Snowmelt acceleration by dust deposition
Artificial dust deposition on snow surfaces is hypothesized to lower the albedo of the snow surface, increase shortwave energy absorption, and accelerate the spring snowmelt cycle. This is a procedure to generate dust similar to naturally deposited dust in the western U.S. and distribute it on a snowpack.
- Prodedure in use at Hidden Canyon(and expected to influence ecohydrology(plant water balance, soil moisture, C cycling) in plots with enhanced dust deposition.
- Regional dust sources
- The snowmelt measurements page for Hidden Canyon.
Dust collection and preparation
- Dust is dug from the ground at an appropriate source site. Care is taken not to dig large amounts of organic matter, seeds, roots, etc.
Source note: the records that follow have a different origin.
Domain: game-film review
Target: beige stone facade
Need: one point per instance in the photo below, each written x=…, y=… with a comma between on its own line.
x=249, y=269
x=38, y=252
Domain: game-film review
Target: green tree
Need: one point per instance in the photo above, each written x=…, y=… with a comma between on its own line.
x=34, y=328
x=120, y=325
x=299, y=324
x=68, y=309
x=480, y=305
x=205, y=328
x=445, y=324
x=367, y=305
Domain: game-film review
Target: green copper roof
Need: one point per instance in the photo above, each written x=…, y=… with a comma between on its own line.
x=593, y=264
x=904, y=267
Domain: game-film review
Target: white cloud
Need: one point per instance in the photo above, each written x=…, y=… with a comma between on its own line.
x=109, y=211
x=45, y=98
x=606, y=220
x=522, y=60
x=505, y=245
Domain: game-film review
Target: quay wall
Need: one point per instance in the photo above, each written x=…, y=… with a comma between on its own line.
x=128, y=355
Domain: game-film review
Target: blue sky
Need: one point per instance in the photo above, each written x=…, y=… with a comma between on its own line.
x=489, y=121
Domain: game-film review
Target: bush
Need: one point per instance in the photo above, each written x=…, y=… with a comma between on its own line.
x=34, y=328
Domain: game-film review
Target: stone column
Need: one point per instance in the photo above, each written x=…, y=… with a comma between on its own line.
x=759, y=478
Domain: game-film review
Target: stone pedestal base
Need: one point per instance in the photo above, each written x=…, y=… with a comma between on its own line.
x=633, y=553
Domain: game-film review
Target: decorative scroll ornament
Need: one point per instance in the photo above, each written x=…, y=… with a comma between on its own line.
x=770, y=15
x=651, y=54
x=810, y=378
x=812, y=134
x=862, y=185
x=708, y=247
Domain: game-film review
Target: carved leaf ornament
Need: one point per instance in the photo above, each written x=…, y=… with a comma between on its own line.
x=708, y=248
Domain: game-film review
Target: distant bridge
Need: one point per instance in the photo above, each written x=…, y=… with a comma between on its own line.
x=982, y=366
- Dust dried in drying ovens for at least 24 hours
- Sift to 500µm or less.
Dust is applied to the snow surface in treatment plots during the spring snowmelt season. Dust application begins before peak snowpack (April 15), and dust is reapplied each time new snow covers the prior dust layer until the snowpack has melted completely.
Application amounts (Hidden Canyon experiment)
- Target deposition rate: ~5g per m^2^
- Application area: 10m by ~70m = 700 m^2^
- Probable number of applications: 8
- Total dust needed: 5g x 700 m^2^x 8 = 28000g
- Blower method Dust is blown onto the snowpack using a small ShopVac modified to blow air through a PVC extension. The PVC pipe is fitted with a dust "cartridge" (a mason jar) that feeds dust into the airstream at a steady rate. The blower is powered by a 12V battery and inverter carried in a backpack. Each mason jar holds 1200g of dust. Roughly 3 should cover a 700m^2^plot. This method was used in 2010 at Hidden Canyon.
- Throwing method Dust is scattered tossed by hand onto the snowpack.
- The best days for either method are relatively calm days with little wind.